How much work (in J) is involved in a chemical reaction if the volume decreases from 5.00 to 1.26 L against a constant pressure of 0.857 atm?

Understanding the work-energy principle is crucial for studying the behavior of systems in chemistry, especially during chemical reactions or physical processes such as expansion or compression of gases. In simple terms, work is done when a force causes a displacement. In the context of chemistry, we often refer to the work done by or on a system as the energy transferred when a system expands or contracts against an external pressure.

The work-energy principle in chemistry can be translated to the relationship between work and the internal energy of a system. When work is done on a system, such as compressing a gas, energy is transferred to the system, increasing its internal energy. Conversely, when a system does work on its surroundings, for instance by expanding against an external pressure, it loses energy. The formula to calculate this work is given by the equation, \[W = -P \Delta V\] where 'W' is the work done, 'P' is the external pressure, and '\Delta V' is the change in volume. The sign convention is such that work is considered positive when done on the system, and negative when the system does work on the surroundings.

Pressure-volume work, often abbreviated as P-V work, is one specific type of work encountered in chemical processes and thermodynamics. It occurs when the volume of a system changes in the presence of an external pressure. For gaseous reactions or transitions, this is the most common form of work encountered.

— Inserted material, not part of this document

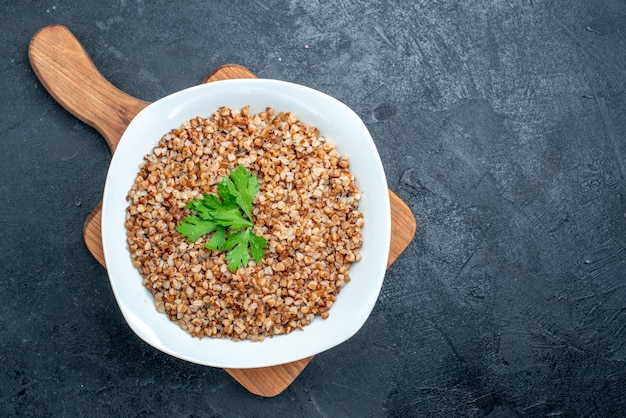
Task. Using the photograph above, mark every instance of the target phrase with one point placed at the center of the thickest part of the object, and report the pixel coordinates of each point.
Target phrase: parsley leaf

In our exercise, the chemical reaction caused the volume to decrease, implying that the surroundings did work on the system. To calculate this pressure-volume work, you need two critical pieces of information: the external pressure and the change in volume during the process. It's important to note that P-V work is scalar and thus does not depend on the path but only on the initial and final states of the system.

To correctly ascertain the work done, it's essential to align the units of pressure and volume. Ideally, the pressure should be in Pascals (Pa) and the volume in cubic meters (m3). Consistent units ensure an accurate calculation of work in Joules, as was demonstrated in the step-by-step solution of our exercise.

The behavior of gases during a process that involves a change in volume can be precisely described by the gas laws. These laws, which include Boyle's Law, Charles's Law, and Avogadro's Law, help us predict how gases react to changes in volume, temperature, and pressure. In the realm of work calculation, Boyle's Law is particularly relevant, as it describes the inverse relationship between pressure and volume at a constant temperature for a fixed amount of gas.

Considering Boyle's Law, when a gas is compressed (decreasing volume), its pressure increases if temperature is constant, and similarly, when a gas expands, its pressure decreases. This physical property plays a crucial role in understanding how work is done in terms of the gas laws. If you know the initial and final states of the gas regarding pressure and volume, you can calculate the work performed without knowing the path taken between these states.

In our example, although the gas laws themselves were not explicitly used in the calculation, the underlying concept applies; the volume change dictates the work done, adhering to the principles presented by these fundamental laws.